Home west asia Gaza UN Reports Record Surge In Aid Worker Deaths Amid Gaza Conflict

UN Reports Record Surge In Aid Worker Deaths Amid Gaza Conflict

In 2024, 383 aid workers were killed, nearly half of them in Gaza and the occupied Palestinian territories, the U.N. said on Tuesday, citing a database.
aid workers
Palestinians carry aid supplies they collected from trucks that entered Gaza through Israel, in Beit Lahia, in the northern Gaza Strip August 10, 2025. REUTERS/Dawoud Abu Alkas/File Photo

The United Nations said nearly 400 aid workers were killed in 2024, marking a rise of almost one-third and the highest toll since records began in 1997, with the ongoing war in Gaza continuing to drive high casualty rates for humanitarian staff in 2025.

In 2024, 383 aid workers were killed, nearly half of them in Gaza and the occupied Palestinian territories, the U.N. said on Tuesday, citing a database.

“Attacks on this scale, with zero accountability, are a shameful indictment of international inaction and apathy,” said Tom Fletcher, U.N. Under-Secretary-General for Humanitarian Affairs in a statement.

So far this year, 265 aid workers have been killed, according to provisional data from the Aid Worker Security Database, a U.S-funded platform that compiles reports on major security incidents affecting aid workers.

Of those, 173 were in Gaza in Israel’s near two-year offensive against Hamas terrorists, launched after the deadly Oct. 7, 2023 cross-border attacks by Hamas-led terrorists, the provisional data showed.

Grim Statistics

This year, 36 aid workers have so far been killed in Sudan and three in Ukraine, the database showed.

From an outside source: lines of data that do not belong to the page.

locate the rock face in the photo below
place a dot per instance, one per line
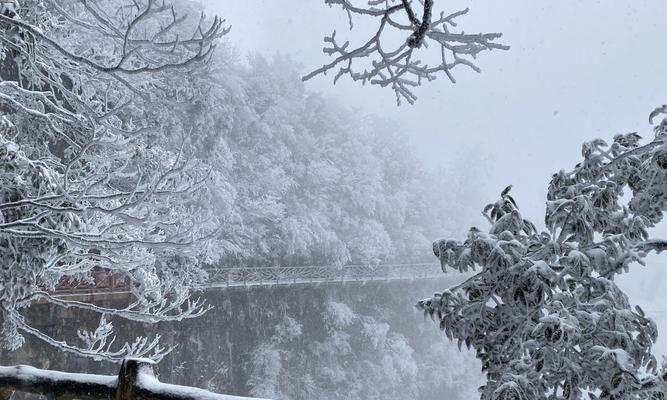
(215, 351)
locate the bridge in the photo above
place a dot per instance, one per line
(109, 286)
(269, 276)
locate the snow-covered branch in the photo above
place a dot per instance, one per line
(91, 176)
(543, 312)
(404, 64)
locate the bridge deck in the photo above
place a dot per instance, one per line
(107, 286)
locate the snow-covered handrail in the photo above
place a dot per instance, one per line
(265, 276)
(136, 381)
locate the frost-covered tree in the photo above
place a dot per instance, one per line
(92, 175)
(412, 43)
(543, 313)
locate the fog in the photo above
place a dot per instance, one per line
(576, 70)
(194, 204)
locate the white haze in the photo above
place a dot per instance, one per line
(576, 70)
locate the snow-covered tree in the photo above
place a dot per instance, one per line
(92, 176)
(397, 54)
(543, 312)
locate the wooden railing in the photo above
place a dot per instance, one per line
(266, 276)
(106, 285)
(136, 381)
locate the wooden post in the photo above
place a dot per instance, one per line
(127, 377)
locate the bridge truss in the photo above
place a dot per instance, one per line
(279, 275)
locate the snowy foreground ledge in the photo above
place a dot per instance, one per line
(136, 381)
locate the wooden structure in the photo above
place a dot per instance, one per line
(135, 381)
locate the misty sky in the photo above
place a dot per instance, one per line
(576, 70)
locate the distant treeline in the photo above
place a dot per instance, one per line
(301, 179)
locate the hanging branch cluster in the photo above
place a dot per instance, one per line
(87, 180)
(543, 312)
(402, 66)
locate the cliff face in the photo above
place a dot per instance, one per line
(326, 340)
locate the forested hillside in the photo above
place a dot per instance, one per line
(301, 179)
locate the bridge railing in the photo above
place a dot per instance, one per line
(136, 381)
(285, 275)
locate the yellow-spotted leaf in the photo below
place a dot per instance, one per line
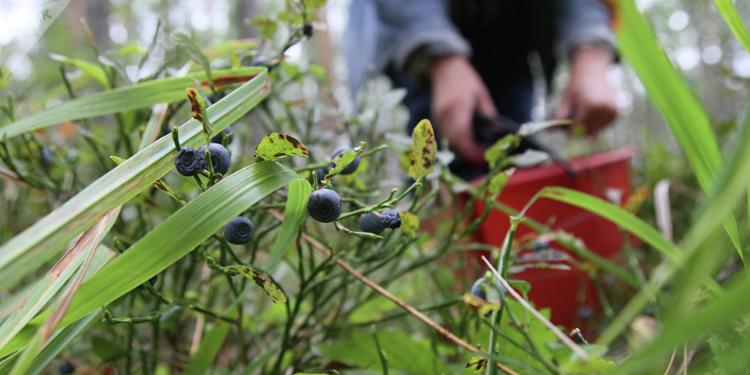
(409, 223)
(276, 145)
(260, 278)
(423, 151)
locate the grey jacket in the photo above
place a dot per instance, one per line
(383, 32)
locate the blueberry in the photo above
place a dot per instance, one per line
(307, 30)
(219, 138)
(66, 367)
(477, 290)
(219, 157)
(352, 167)
(321, 173)
(189, 161)
(371, 223)
(390, 219)
(324, 205)
(239, 231)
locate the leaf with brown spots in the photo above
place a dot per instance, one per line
(197, 104)
(423, 151)
(261, 279)
(276, 145)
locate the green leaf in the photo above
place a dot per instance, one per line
(733, 20)
(341, 161)
(201, 362)
(670, 93)
(106, 349)
(409, 223)
(423, 151)
(276, 145)
(37, 244)
(295, 213)
(169, 241)
(260, 278)
(124, 99)
(93, 70)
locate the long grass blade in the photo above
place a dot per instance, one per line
(670, 93)
(169, 241)
(43, 240)
(141, 95)
(295, 213)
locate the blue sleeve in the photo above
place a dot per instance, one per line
(383, 32)
(584, 22)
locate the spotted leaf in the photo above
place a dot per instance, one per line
(276, 145)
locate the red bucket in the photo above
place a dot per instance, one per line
(570, 294)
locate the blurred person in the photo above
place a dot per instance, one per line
(458, 58)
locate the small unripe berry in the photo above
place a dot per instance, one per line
(390, 219)
(189, 161)
(352, 167)
(219, 138)
(477, 290)
(239, 231)
(66, 367)
(321, 173)
(307, 30)
(324, 205)
(220, 158)
(371, 223)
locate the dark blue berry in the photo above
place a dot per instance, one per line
(324, 205)
(66, 367)
(371, 223)
(321, 173)
(349, 169)
(219, 138)
(477, 290)
(390, 219)
(220, 158)
(189, 161)
(239, 231)
(307, 30)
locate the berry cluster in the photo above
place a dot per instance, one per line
(376, 223)
(190, 162)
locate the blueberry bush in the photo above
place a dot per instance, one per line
(228, 215)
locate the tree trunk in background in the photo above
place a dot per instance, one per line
(245, 11)
(97, 13)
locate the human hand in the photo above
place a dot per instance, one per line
(457, 93)
(588, 99)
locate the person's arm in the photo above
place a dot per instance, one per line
(586, 39)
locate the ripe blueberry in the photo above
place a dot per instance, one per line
(239, 231)
(66, 367)
(220, 158)
(324, 205)
(371, 223)
(390, 219)
(352, 167)
(477, 290)
(219, 138)
(189, 161)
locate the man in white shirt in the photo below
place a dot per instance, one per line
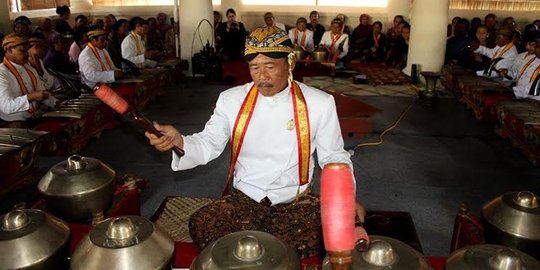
(301, 36)
(336, 41)
(268, 121)
(270, 20)
(95, 64)
(21, 90)
(505, 49)
(133, 46)
(525, 82)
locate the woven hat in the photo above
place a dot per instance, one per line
(270, 41)
(14, 39)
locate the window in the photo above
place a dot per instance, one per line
(335, 3)
(23, 5)
(353, 3)
(508, 5)
(280, 2)
(141, 2)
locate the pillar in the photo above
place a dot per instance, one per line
(191, 13)
(5, 23)
(427, 44)
(398, 7)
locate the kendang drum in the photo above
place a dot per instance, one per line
(32, 239)
(386, 253)
(513, 220)
(247, 250)
(78, 188)
(490, 257)
(122, 243)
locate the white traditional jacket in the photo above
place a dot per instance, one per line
(14, 105)
(91, 68)
(268, 162)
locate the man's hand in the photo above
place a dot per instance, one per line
(360, 212)
(37, 95)
(171, 137)
(503, 72)
(118, 74)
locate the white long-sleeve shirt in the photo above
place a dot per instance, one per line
(521, 60)
(268, 162)
(308, 42)
(508, 56)
(91, 70)
(129, 50)
(14, 105)
(326, 40)
(523, 85)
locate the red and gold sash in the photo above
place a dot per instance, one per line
(20, 81)
(301, 120)
(376, 40)
(334, 38)
(303, 41)
(98, 56)
(535, 74)
(506, 48)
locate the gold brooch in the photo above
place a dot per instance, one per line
(290, 125)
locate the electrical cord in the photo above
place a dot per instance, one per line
(381, 136)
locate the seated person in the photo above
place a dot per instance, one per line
(79, 43)
(270, 21)
(21, 92)
(528, 75)
(317, 28)
(270, 173)
(114, 47)
(377, 43)
(336, 41)
(232, 36)
(345, 29)
(134, 47)
(153, 36)
(359, 38)
(61, 25)
(95, 63)
(57, 58)
(457, 47)
(36, 53)
(505, 49)
(301, 36)
(399, 52)
(523, 60)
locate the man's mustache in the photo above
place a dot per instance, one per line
(265, 85)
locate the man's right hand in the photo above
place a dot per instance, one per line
(37, 95)
(118, 74)
(171, 137)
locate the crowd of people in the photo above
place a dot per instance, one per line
(503, 53)
(98, 50)
(38, 59)
(365, 42)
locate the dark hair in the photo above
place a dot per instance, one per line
(490, 15)
(230, 10)
(61, 10)
(136, 20)
(405, 24)
(81, 17)
(79, 33)
(118, 24)
(22, 19)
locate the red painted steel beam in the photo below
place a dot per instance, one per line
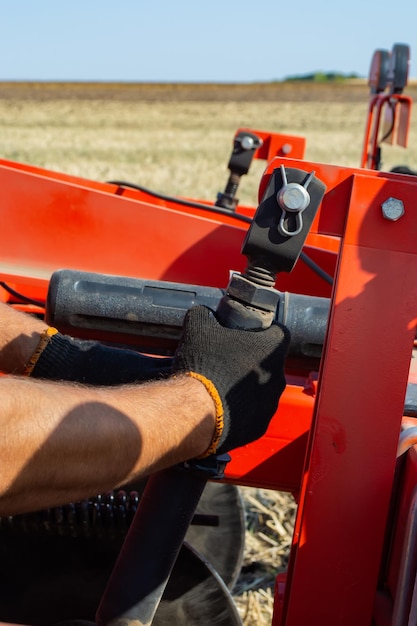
(345, 492)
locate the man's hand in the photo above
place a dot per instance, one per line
(246, 369)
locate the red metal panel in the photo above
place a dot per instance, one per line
(347, 483)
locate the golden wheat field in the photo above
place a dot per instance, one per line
(177, 139)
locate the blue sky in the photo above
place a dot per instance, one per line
(180, 40)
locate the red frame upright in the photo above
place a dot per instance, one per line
(333, 443)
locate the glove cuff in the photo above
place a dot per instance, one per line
(218, 429)
(44, 341)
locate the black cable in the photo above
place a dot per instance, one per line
(20, 296)
(189, 203)
(316, 268)
(209, 207)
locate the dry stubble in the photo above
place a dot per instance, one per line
(177, 141)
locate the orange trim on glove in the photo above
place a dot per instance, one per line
(45, 339)
(218, 429)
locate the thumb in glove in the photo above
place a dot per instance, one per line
(242, 370)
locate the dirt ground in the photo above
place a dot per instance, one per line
(177, 139)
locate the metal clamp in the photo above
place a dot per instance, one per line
(293, 198)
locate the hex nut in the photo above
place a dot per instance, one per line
(254, 295)
(393, 209)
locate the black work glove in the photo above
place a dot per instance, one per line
(245, 367)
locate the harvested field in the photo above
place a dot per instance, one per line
(177, 139)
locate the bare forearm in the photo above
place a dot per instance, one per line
(61, 443)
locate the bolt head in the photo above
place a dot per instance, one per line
(393, 209)
(247, 143)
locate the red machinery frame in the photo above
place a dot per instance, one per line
(334, 439)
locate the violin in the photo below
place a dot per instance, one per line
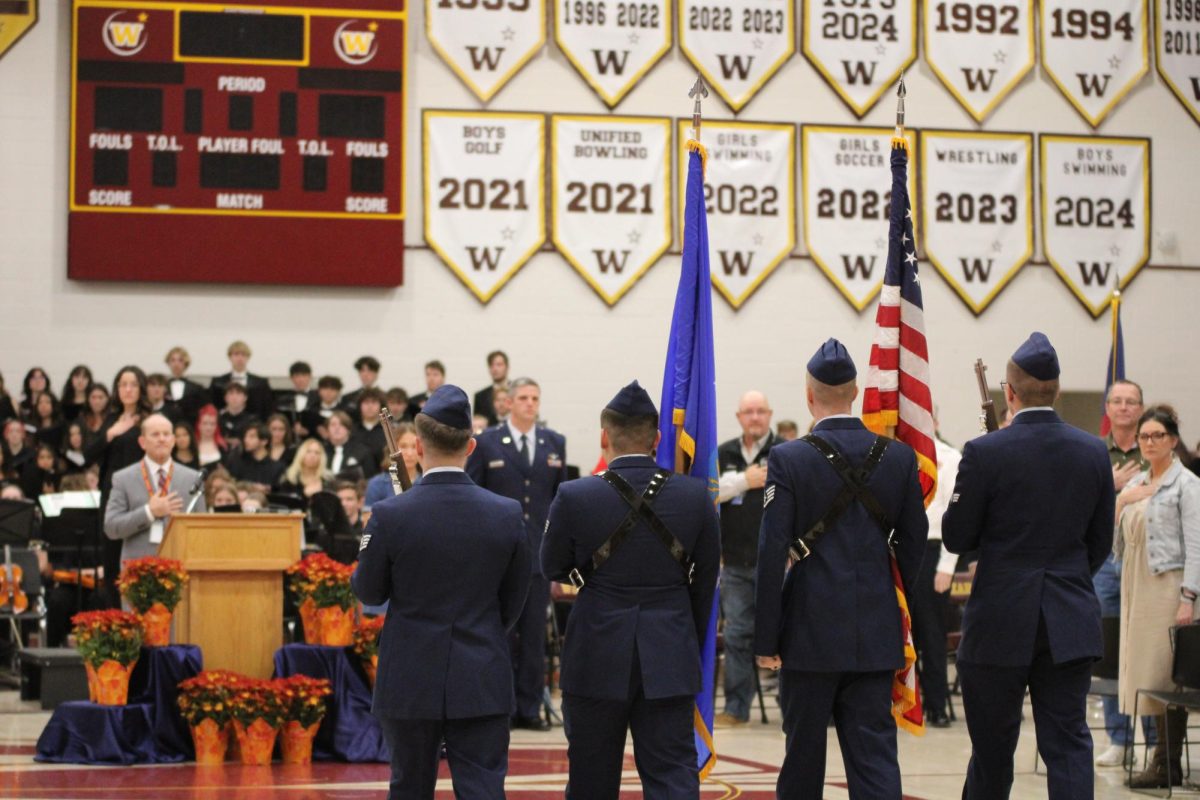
(11, 595)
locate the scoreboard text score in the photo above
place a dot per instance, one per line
(233, 143)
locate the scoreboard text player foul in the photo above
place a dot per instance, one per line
(238, 143)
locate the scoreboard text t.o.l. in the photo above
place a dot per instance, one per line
(238, 143)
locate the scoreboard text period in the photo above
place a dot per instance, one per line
(237, 143)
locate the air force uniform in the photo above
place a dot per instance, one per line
(631, 654)
(532, 480)
(454, 564)
(833, 618)
(1037, 500)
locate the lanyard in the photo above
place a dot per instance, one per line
(145, 477)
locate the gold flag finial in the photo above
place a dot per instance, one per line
(700, 91)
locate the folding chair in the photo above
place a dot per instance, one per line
(1186, 674)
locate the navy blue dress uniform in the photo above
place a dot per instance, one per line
(454, 564)
(1037, 500)
(498, 465)
(833, 617)
(631, 653)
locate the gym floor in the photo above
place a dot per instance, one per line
(933, 769)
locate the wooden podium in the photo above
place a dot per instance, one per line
(233, 603)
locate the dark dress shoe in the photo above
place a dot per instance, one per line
(937, 720)
(531, 723)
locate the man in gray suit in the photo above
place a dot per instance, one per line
(147, 493)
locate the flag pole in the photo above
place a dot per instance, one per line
(1115, 305)
(699, 91)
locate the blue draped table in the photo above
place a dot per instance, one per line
(348, 733)
(149, 729)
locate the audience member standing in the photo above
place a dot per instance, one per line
(435, 376)
(367, 367)
(526, 461)
(1036, 499)
(929, 600)
(75, 392)
(454, 564)
(742, 463)
(646, 547)
(1123, 407)
(1158, 540)
(36, 382)
(833, 623)
(118, 445)
(258, 391)
(498, 370)
(189, 395)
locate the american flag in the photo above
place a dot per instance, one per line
(897, 397)
(898, 402)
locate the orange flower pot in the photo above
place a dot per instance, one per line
(295, 741)
(156, 626)
(372, 668)
(211, 741)
(336, 626)
(257, 743)
(309, 621)
(109, 683)
(234, 752)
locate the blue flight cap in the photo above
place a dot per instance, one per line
(832, 364)
(633, 401)
(1037, 356)
(449, 405)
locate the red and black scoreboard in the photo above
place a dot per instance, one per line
(238, 143)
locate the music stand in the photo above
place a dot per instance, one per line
(17, 522)
(67, 531)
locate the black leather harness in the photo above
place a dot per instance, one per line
(855, 488)
(640, 509)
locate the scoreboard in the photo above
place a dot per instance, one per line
(238, 143)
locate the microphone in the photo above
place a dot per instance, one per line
(195, 493)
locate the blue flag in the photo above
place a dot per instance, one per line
(688, 421)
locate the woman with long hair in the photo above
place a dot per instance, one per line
(95, 411)
(48, 420)
(309, 471)
(210, 445)
(36, 382)
(75, 391)
(1157, 540)
(282, 443)
(115, 447)
(185, 446)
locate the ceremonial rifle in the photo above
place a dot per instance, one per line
(987, 405)
(400, 479)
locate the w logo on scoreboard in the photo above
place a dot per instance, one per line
(355, 44)
(125, 36)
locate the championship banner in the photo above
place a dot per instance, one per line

In one incident in Gaza that drew international condemnation, 15 emergency and aid workers were killed by Israeli fire in three separate shootings in March, before being buried in a shallow grave.

This grim statistic underscores not only the rising danger but the erosion of protection for aid workers under international humanitarian law, as acknowledged by U.N. officials.

Israel’s military said in April that the incidents resulted from an “operational misunderstanding” and a “breach of orders”. There had been “several professional failures” and a commander would be dismissed, it said.

Aid workers enjoy protection under international humanitarian law but experts cite few precedents for such cases going to trial, with concerns about ensuring future access for aid groups and difficulty proving intent cited as impediments.

“It is catastrophic, and the trend is going in right the opposite direction of what it should,” said Jens Laerke, U.N. humanitarian office spokesperson.